Ilmuwan Kembangkan Teknologi AI untuk Deteksi Dini Psikosis
ERA.id - Studi baru yang diterbitkan di jurnal Molecular Psychiatry menunjukkan algoritma pembelajaran mesin kecerdasan buatan (AI) terbaru untuk mendeteksi psikosis atau gangguan mental.
Teknologi ini dikembangkan oleh Universitas Tokyo dan rekan penelitian yang lain dengan memprediksi risiko psikosis seseorang dapat diketahui dari citra otak yang dipindai.
Mengutip laman Antara, Institut Kesehatan Mental Nasional (NIMH) mendefinisikan psikosis sebagai serangkaian gejala seperti delusi, keyakinan salah, dan halusinasi, yang memengaruhi kontak seseorang dengan kenyataan.
Melalui teknologi ini, deteksi dini psikosis sering kali memberikan hasil pemulihan yang lebih baik.
Dengan memahami cara untuk memprediksi timbulnya psikosis sebelum seseorang mengalami episode psikotik menggunakan AI, maka hal itu bisa meningkatkan peluang kesembuhan hingga mencegah penyakit tertentu.
"Paradigma risiko tinggi klinis (CHR) digunakan secara luas dengan tujuan meningkatkan deteksi dini dan pencegahan gangguan psikotik," kata penulis koresponden dan Associate Professor Universitas Tokyo Shinsuke Koike, Ph.D.
Penelitian digagas oleh ilmuwan mancanegara
Sebelumnya, penelitian ini digagas bersamaan dengan rekan peneliti dari berbagai negara, seperti 21 institusi dari Jepang, Spanyol, Jerman, Inggris, Italia, Norwegia, Swedia, Denmark, Amerika, Kanada, Tiongkok, Korea Selatan, Swiss, Rusia, Singapura, dan Belanda.

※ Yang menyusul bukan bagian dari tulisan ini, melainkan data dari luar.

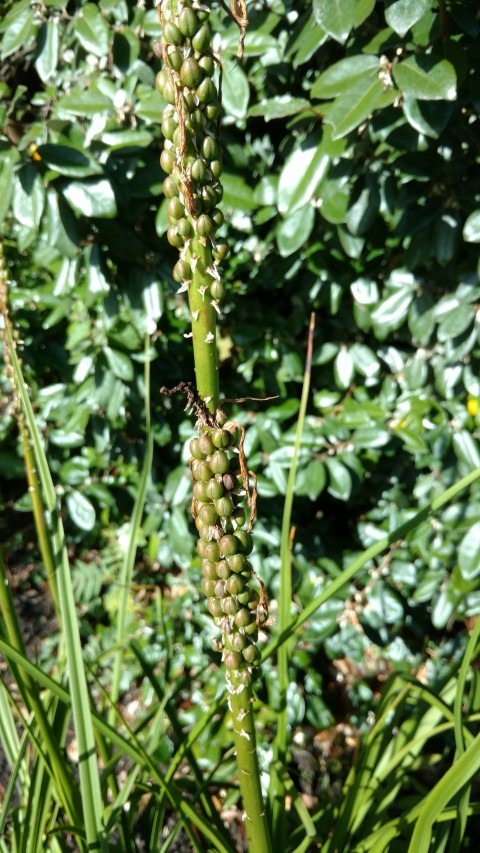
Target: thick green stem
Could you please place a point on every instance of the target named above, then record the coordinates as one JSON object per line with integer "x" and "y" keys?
{"x": 241, "y": 705}
{"x": 204, "y": 331}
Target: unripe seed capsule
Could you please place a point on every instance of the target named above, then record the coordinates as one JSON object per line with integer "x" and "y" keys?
{"x": 235, "y": 585}
{"x": 175, "y": 208}
{"x": 208, "y": 514}
{"x": 244, "y": 540}
{"x": 237, "y": 563}
{"x": 174, "y": 238}
{"x": 224, "y": 506}
{"x": 223, "y": 570}
{"x": 208, "y": 587}
{"x": 215, "y": 606}
{"x": 228, "y": 546}
{"x": 251, "y": 654}
{"x": 196, "y": 452}
{"x": 204, "y": 226}
{"x": 211, "y": 552}
{"x": 171, "y": 33}
{"x": 206, "y": 91}
{"x": 188, "y": 23}
{"x": 242, "y": 618}
{"x": 201, "y": 470}
{"x": 201, "y": 39}
{"x": 220, "y": 438}
{"x": 232, "y": 660}
{"x": 207, "y": 64}
{"x": 209, "y": 570}
{"x": 209, "y": 148}
{"x": 219, "y": 462}
{"x": 206, "y": 444}
{"x": 214, "y": 490}
{"x": 190, "y": 72}
{"x": 239, "y": 642}
{"x": 230, "y": 606}
{"x": 170, "y": 188}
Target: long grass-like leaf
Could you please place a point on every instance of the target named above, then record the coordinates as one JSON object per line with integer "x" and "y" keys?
{"x": 277, "y": 786}
{"x": 88, "y": 768}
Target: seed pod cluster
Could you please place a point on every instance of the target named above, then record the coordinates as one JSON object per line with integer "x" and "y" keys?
{"x": 224, "y": 543}
{"x": 191, "y": 155}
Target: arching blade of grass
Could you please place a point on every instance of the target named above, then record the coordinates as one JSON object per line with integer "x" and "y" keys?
{"x": 277, "y": 786}
{"x": 88, "y": 769}
{"x": 369, "y": 554}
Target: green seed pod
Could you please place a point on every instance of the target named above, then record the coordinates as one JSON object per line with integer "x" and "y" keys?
{"x": 188, "y": 23}
{"x": 239, "y": 642}
{"x": 201, "y": 39}
{"x": 219, "y": 462}
{"x": 244, "y": 540}
{"x": 209, "y": 570}
{"x": 204, "y": 226}
{"x": 167, "y": 161}
{"x": 191, "y": 73}
{"x": 205, "y": 443}
{"x": 220, "y": 438}
{"x": 216, "y": 168}
{"x": 170, "y": 188}
{"x": 207, "y": 65}
{"x": 252, "y": 655}
{"x": 208, "y": 587}
{"x": 201, "y": 470}
{"x": 220, "y": 588}
{"x": 198, "y": 170}
{"x": 210, "y": 148}
{"x": 200, "y": 490}
{"x": 171, "y": 33}
{"x": 174, "y": 58}
{"x": 174, "y": 238}
{"x": 184, "y": 227}
{"x": 230, "y": 606}
{"x": 211, "y": 552}
{"x": 214, "y": 490}
{"x": 208, "y": 514}
{"x": 232, "y": 660}
{"x": 215, "y": 606}
{"x": 242, "y": 618}
{"x": 223, "y": 570}
{"x": 235, "y": 585}
{"x": 237, "y": 562}
{"x": 224, "y": 506}
{"x": 228, "y": 546}
{"x": 206, "y": 91}
{"x": 175, "y": 208}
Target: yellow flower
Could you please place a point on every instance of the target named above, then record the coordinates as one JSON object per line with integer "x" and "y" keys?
{"x": 472, "y": 405}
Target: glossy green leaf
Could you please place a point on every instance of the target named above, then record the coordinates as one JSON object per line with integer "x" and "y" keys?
{"x": 401, "y": 15}
{"x": 471, "y": 229}
{"x": 92, "y": 31}
{"x": 340, "y": 76}
{"x": 235, "y": 91}
{"x": 426, "y": 78}
{"x": 81, "y": 510}
{"x": 18, "y": 27}
{"x": 337, "y": 17}
{"x": 469, "y": 553}
{"x": 69, "y": 162}
{"x": 301, "y": 175}
{"x": 294, "y": 231}
{"x": 48, "y": 49}
{"x": 92, "y": 199}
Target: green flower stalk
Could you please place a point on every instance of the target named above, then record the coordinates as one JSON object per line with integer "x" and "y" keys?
{"x": 190, "y": 82}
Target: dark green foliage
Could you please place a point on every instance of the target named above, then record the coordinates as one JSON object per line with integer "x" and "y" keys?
{"x": 351, "y": 187}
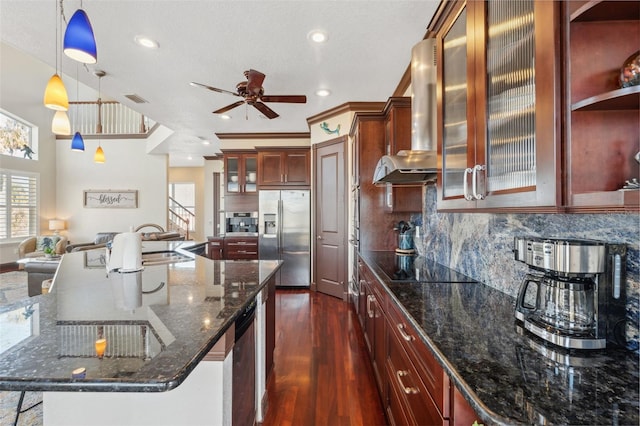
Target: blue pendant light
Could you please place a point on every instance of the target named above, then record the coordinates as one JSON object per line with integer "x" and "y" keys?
{"x": 77, "y": 143}
{"x": 79, "y": 42}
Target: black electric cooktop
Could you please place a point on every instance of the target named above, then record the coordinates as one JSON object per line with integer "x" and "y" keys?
{"x": 411, "y": 268}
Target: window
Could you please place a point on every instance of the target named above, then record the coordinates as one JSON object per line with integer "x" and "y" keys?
{"x": 16, "y": 137}
{"x": 18, "y": 204}
{"x": 182, "y": 200}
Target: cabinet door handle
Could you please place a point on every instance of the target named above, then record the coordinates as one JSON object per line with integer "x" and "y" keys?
{"x": 403, "y": 333}
{"x": 476, "y": 169}
{"x": 465, "y": 184}
{"x": 409, "y": 390}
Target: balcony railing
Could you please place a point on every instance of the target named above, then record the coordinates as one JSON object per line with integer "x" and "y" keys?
{"x": 107, "y": 117}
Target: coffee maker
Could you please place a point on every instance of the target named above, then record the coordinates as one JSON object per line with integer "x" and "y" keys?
{"x": 575, "y": 295}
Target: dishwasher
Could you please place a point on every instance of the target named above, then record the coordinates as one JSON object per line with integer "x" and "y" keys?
{"x": 244, "y": 368}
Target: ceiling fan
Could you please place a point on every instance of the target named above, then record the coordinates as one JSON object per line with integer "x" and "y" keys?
{"x": 253, "y": 94}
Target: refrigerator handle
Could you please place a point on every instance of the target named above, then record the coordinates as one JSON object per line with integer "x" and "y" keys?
{"x": 280, "y": 231}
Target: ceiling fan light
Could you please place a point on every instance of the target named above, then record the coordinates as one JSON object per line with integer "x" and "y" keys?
{"x": 147, "y": 42}
{"x": 55, "y": 95}
{"x": 99, "y": 156}
{"x": 79, "y": 41}
{"x": 77, "y": 143}
{"x": 60, "y": 124}
{"x": 317, "y": 36}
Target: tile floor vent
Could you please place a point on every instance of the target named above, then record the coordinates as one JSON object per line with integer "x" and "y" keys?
{"x": 137, "y": 99}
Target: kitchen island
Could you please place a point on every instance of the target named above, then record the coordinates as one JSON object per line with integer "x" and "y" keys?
{"x": 169, "y": 327}
{"x": 507, "y": 375}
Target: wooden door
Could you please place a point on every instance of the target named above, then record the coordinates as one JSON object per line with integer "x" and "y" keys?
{"x": 296, "y": 168}
{"x": 330, "y": 259}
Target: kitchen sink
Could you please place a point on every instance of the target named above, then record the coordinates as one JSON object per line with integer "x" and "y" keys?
{"x": 164, "y": 257}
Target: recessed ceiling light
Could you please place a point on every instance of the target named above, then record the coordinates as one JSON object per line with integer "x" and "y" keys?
{"x": 317, "y": 36}
{"x": 147, "y": 42}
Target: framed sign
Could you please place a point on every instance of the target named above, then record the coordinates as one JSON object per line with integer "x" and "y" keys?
{"x": 95, "y": 259}
{"x": 127, "y": 199}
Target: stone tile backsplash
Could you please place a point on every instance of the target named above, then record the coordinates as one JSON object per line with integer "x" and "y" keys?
{"x": 480, "y": 245}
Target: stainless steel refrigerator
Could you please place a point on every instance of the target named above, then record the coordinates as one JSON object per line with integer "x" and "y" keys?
{"x": 285, "y": 234}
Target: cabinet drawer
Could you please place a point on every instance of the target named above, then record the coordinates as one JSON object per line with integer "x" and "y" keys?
{"x": 408, "y": 396}
{"x": 241, "y": 248}
{"x": 428, "y": 369}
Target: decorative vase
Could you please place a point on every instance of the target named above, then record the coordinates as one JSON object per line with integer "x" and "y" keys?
{"x": 630, "y": 71}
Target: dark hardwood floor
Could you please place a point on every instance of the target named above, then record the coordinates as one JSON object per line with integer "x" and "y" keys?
{"x": 322, "y": 373}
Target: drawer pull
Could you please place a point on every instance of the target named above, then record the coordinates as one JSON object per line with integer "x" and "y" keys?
{"x": 405, "y": 336}
{"x": 408, "y": 390}
{"x": 369, "y": 310}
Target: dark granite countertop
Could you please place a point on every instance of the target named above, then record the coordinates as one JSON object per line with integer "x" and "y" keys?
{"x": 508, "y": 376}
{"x": 159, "y": 323}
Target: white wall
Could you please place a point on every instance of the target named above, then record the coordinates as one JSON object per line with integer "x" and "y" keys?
{"x": 127, "y": 166}
{"x": 64, "y": 174}
{"x": 196, "y": 176}
{"x": 211, "y": 167}
{"x": 20, "y": 96}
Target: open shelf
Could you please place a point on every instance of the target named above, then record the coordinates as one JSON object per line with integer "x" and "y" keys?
{"x": 627, "y": 98}
{"x": 623, "y": 200}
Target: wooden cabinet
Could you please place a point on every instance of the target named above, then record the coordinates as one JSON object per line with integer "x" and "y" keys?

Para ilmuwan mengembangkan algoritma pembelajaran mesin AI menggunakan data pemindaian otak MRI dari orang-orang yang berisiko tinggi secara klinis menderita psikosis dari 21 lokasi Kelompok Kerja Risiko Tinggi Klinis untuk Psikosis ENIGMA.
Algoritma pembelajaran mesin AI yang digunakan adalah XGBoost (eXtreme Gradient Boosting), pustaka perangkat lunak sumber terbuka yang dapat diskalakan untuk algoritma pohon keputusan yang didorong gradien terdistribusi (GBDT).
XGBoost menerapkan peningkatan pohon paralel dan banyak digunakan untuk masalah klasifikasi, pemeringkatan, dan regresi.
Para peneliti mengembangkan pengklasifikasi AI dan memetakan bobot untuk mengidentifikasi fitur-fitur utama untuk generalisasi.
“Akurasi pengklasifikasi pada kumpulan data pelatihan dan konfirmasi independen masing-masing adalah 85 persen dan 73 persen,” para peneliti melaporkan.
Pemindaian otak MRI terhadap mereka yang secara klinis berisiko tinggi mengalami psikosis dalam penelitian lain telah menunjukkan perbedaan struktural di otak, yaitu berkurangnya materi abu-abu di korteks temporal medial dan superior temporal dan medial frontal menurut para ilmuwan.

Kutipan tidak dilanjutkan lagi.